I would go so far as to call it a criminal act, because of the endangerment to the user’s life.

I recently came across a report by Mike Hager of The Globe and Mail, entitled ‘Majority of bystanders who administer opioid antidote don’t call 911: study’.

Among the details in his report, “up to two-thirds of Canadian bystanders who have recently administered the antidote for an opioid overdose to someone did not call 911 after that crucial moment, with the No. 1 reason being a fear of getting arrested for drug offences.”

The data, collected by the Canadian Centre for Substance Abuse, shows that 44 per cent of respondents said they were too scared of getting police involved to call 911 during an overdose. Or, and which I call an excuse without justification, 37 per cent said they had the sense that the situation was under control or that the person would recover on their own.

The story goes on to say that Canada could fight this reluctance to call 911 by enacting laws which give immunity from prosecution. There is a Private Member’s Bill going through Parliament right now to give such protection, but it’s unclear if its provisions would be enough to offer enough broad immunity.

First, let’s deal with the irresponsibility of not calling 911. If someone’s life is in danger from an opioid like Fentanyl, then whoever is with that person, whether or not they administered an antidote like Naloxone, they have an obligation to call 911 immediately.

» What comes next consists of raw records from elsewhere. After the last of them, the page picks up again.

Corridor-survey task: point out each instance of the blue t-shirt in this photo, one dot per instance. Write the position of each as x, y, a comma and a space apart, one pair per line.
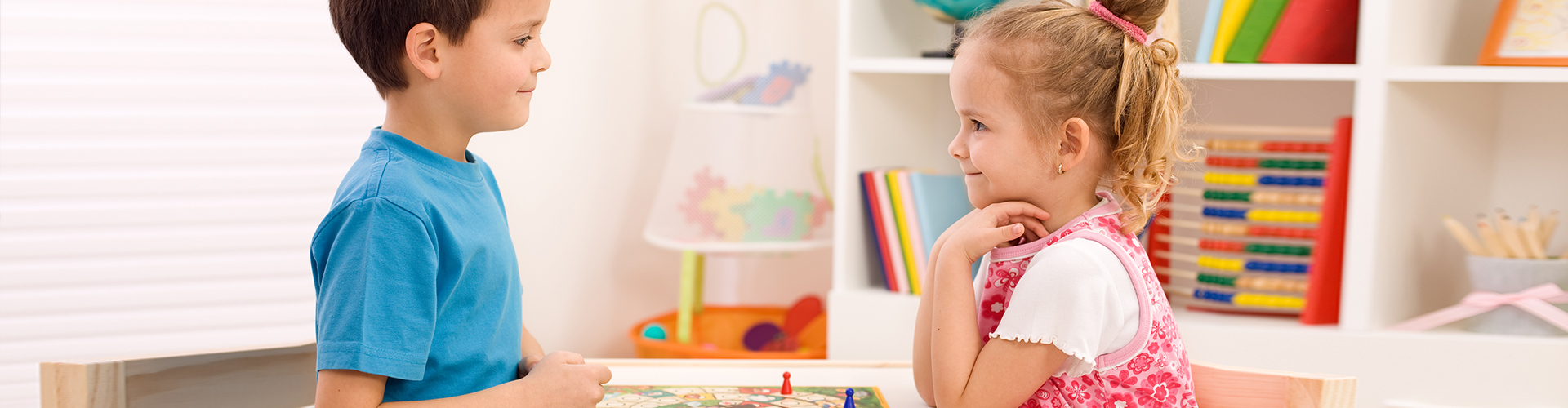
416, 277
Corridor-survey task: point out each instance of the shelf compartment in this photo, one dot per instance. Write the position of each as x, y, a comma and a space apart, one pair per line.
1479, 74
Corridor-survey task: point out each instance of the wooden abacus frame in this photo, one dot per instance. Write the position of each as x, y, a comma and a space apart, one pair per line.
1261, 277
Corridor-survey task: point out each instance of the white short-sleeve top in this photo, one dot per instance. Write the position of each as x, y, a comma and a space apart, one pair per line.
1075, 295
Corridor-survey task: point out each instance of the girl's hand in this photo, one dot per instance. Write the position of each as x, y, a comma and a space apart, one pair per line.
982, 229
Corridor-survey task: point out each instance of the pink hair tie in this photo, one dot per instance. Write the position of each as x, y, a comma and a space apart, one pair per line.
1128, 27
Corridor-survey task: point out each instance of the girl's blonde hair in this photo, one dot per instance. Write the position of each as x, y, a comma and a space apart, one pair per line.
1068, 63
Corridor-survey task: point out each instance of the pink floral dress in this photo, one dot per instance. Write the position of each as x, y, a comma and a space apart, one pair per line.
1150, 370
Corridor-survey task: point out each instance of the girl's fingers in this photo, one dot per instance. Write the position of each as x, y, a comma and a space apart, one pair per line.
1032, 226
998, 236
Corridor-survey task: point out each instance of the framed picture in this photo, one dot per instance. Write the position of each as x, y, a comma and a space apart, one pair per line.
1528, 33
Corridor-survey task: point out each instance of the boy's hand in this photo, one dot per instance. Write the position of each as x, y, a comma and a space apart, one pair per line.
995, 224
562, 379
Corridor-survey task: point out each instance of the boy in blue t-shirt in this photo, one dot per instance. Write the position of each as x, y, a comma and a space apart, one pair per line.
416, 277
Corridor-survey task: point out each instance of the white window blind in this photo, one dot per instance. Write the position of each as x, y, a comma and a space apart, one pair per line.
162, 168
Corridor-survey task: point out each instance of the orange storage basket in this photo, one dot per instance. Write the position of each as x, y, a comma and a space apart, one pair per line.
724, 328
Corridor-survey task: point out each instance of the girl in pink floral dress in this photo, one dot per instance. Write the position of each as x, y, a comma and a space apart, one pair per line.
1070, 122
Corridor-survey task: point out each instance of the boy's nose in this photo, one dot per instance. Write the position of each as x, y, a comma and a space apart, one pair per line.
959, 148
545, 63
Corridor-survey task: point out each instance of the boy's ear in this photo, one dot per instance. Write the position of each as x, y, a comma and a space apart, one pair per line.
422, 49
1075, 142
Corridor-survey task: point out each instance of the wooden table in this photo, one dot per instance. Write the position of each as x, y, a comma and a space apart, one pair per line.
896, 379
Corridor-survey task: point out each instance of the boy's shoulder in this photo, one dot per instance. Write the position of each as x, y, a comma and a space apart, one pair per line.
399, 171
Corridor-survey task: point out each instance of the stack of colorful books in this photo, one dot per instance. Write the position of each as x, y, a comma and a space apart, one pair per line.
1298, 32
905, 212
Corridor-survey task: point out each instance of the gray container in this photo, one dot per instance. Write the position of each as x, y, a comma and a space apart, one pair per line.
1504, 275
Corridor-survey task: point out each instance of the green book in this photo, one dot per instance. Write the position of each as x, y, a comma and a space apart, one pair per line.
1254, 30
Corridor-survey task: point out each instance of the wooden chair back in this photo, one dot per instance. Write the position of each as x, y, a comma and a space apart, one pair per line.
1222, 387
265, 377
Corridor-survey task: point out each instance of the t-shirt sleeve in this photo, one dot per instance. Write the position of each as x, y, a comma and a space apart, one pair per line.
1073, 299
376, 290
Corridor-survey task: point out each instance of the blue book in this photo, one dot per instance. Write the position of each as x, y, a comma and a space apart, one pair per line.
938, 203
1211, 27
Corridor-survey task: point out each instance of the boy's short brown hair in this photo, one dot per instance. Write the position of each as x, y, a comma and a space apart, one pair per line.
373, 32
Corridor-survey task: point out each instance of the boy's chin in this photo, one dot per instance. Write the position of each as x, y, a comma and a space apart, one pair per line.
511, 122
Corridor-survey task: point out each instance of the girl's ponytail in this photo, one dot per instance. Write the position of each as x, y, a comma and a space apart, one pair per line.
1148, 117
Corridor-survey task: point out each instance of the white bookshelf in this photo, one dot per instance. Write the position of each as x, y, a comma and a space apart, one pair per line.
1433, 135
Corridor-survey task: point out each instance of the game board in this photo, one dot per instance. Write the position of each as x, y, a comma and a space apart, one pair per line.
736, 397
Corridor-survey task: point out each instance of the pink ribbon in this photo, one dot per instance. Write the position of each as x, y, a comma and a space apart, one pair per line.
1131, 29
1535, 300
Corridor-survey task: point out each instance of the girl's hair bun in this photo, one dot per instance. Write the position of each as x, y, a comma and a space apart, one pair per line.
1140, 13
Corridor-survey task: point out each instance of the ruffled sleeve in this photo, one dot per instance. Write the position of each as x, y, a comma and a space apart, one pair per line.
1078, 297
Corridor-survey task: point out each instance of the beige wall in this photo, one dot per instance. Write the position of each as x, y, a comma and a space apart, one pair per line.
579, 176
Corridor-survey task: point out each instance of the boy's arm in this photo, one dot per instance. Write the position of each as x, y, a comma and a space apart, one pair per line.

If they don’t, then they’re nothing more than moral cowards and guilty of not giving appropriate assistance to the user. Whether you’re scared or not, there is no excuse for not acting properly and morally.

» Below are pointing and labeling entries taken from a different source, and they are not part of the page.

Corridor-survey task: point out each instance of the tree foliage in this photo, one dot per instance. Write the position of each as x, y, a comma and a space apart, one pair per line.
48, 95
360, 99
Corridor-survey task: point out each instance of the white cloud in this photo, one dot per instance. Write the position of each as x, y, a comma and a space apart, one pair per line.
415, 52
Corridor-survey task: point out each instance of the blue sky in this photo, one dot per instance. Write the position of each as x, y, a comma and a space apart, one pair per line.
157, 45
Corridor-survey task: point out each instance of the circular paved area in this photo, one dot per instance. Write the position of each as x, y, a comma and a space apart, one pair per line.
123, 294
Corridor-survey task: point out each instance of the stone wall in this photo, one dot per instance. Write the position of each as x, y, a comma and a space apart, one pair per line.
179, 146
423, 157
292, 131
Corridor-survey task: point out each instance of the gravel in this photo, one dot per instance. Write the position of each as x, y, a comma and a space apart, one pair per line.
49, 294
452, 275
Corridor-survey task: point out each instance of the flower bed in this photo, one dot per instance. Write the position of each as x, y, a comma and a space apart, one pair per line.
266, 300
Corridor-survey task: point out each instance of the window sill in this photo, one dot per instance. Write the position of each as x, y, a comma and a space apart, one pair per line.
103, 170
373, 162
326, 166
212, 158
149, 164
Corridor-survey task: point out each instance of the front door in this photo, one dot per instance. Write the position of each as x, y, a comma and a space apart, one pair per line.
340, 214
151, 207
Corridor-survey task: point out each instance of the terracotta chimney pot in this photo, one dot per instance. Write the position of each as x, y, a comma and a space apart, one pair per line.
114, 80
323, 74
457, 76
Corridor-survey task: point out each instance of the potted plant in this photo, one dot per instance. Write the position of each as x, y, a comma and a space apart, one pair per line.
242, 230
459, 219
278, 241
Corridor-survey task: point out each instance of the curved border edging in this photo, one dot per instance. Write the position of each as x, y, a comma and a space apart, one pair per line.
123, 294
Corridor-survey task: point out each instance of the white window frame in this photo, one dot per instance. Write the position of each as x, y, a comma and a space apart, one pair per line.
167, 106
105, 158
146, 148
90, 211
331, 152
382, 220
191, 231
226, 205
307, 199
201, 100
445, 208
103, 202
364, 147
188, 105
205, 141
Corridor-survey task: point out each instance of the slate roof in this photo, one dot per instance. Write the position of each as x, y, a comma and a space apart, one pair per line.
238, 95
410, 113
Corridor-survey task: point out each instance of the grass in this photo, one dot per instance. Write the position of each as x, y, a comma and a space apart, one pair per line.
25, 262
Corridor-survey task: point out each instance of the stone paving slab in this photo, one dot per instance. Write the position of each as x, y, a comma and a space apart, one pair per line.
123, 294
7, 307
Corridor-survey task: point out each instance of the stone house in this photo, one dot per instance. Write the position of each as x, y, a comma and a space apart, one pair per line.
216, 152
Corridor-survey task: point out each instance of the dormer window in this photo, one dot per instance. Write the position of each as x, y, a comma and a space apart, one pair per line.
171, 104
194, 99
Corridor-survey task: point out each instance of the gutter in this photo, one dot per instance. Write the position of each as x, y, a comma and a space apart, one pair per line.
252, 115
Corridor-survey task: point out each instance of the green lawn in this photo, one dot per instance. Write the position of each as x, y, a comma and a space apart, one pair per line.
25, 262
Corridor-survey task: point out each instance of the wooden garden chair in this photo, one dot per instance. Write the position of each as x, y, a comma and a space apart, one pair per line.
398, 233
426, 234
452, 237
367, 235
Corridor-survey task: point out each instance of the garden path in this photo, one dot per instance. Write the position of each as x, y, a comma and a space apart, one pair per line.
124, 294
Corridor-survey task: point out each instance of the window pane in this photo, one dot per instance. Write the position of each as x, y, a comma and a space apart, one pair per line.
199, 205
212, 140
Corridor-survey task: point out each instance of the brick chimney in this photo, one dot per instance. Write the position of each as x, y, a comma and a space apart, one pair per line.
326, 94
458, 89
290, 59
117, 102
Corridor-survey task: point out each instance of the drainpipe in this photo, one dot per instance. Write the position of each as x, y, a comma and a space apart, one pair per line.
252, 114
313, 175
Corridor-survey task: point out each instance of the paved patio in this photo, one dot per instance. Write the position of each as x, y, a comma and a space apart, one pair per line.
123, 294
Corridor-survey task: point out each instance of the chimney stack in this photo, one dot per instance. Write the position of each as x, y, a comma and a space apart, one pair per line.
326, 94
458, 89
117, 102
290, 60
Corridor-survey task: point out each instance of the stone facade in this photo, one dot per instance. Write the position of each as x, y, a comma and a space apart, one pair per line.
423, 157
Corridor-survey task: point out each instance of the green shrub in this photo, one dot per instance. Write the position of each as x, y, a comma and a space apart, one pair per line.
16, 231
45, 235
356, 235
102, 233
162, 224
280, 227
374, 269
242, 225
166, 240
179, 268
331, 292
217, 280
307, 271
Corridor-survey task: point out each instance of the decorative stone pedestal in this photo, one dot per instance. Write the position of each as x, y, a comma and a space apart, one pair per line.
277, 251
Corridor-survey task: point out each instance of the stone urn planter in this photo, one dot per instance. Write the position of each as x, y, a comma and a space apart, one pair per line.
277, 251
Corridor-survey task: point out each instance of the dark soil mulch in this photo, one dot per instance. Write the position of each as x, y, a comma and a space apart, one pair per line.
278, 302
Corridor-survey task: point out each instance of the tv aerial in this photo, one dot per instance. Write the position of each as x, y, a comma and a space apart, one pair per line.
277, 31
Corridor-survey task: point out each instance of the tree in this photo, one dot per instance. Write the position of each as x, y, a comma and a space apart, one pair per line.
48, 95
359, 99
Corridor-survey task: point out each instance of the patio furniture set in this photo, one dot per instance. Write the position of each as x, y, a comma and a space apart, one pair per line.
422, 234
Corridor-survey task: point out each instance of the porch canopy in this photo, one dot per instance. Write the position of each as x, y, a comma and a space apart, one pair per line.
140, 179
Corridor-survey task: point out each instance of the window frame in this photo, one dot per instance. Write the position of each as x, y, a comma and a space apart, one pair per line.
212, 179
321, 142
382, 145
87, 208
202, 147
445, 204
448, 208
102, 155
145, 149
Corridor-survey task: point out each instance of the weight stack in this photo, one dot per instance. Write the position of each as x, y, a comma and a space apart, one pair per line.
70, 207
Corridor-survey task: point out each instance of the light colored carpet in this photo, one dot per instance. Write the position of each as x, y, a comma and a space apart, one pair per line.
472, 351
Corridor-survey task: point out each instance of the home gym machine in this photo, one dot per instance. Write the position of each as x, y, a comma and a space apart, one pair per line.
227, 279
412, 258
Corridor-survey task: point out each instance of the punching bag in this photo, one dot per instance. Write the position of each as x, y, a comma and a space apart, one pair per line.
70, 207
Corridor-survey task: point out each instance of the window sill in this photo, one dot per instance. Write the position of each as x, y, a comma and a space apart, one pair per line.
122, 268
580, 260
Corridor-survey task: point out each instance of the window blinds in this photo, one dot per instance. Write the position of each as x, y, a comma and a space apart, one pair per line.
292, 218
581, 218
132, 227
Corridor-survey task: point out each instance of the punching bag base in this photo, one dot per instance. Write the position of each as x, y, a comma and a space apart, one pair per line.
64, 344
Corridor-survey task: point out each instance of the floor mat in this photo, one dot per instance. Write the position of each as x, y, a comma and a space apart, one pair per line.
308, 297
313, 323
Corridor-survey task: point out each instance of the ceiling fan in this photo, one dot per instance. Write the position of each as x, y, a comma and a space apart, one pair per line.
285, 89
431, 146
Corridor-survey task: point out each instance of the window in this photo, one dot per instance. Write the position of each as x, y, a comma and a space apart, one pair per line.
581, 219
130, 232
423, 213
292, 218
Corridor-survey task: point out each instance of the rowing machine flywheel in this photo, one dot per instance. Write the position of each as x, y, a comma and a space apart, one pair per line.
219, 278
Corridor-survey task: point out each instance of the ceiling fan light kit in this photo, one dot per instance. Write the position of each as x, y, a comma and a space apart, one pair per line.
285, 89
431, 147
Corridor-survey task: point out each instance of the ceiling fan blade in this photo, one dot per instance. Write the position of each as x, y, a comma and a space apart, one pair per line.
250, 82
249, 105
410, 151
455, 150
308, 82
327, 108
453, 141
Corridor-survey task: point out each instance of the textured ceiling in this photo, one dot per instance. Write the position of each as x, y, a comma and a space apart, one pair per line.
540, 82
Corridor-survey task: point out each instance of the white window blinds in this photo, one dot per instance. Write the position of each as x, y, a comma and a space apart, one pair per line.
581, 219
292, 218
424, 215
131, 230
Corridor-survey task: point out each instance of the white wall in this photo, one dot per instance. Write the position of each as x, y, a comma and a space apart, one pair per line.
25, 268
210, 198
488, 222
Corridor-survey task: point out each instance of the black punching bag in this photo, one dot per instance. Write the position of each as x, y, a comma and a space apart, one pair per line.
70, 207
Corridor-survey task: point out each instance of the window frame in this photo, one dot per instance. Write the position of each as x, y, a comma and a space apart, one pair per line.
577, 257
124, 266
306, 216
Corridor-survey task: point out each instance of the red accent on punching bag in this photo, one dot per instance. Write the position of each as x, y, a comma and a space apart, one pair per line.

Morever, if the victim dies because of not calling 911, then that’s manslaughter at the very least – and their death is on the irresponsible person’s conscience.

And it is inexcusable to have the attitude that the opioid user can be left to their own devices, that the other person believes the situation is “under control.”

When you’re dealing with a vulnerable person like an opioid user, who could accept rationally that the situation is “under control” for them?

You offer all the assistance you can, including the call to 911, and ensure that they are getting the help they need. You don’t just leave them to their own devices.

As for this Private Member’s Bill to offer immunity from prosecution, if it’s a dealer, friend or other person who gave the opioid to the user, then they would be allowed to escape criminal responsibility for their actions.

That sets a dangerous precedent in criminal law. It swings the pendulum of the justice system in favour of the criminal and permits a double standard for the prosecution of some and not others.

So I say, no deals or exemptions should be allowed for the perpetrators of opioid addiction and the abandonment of the users.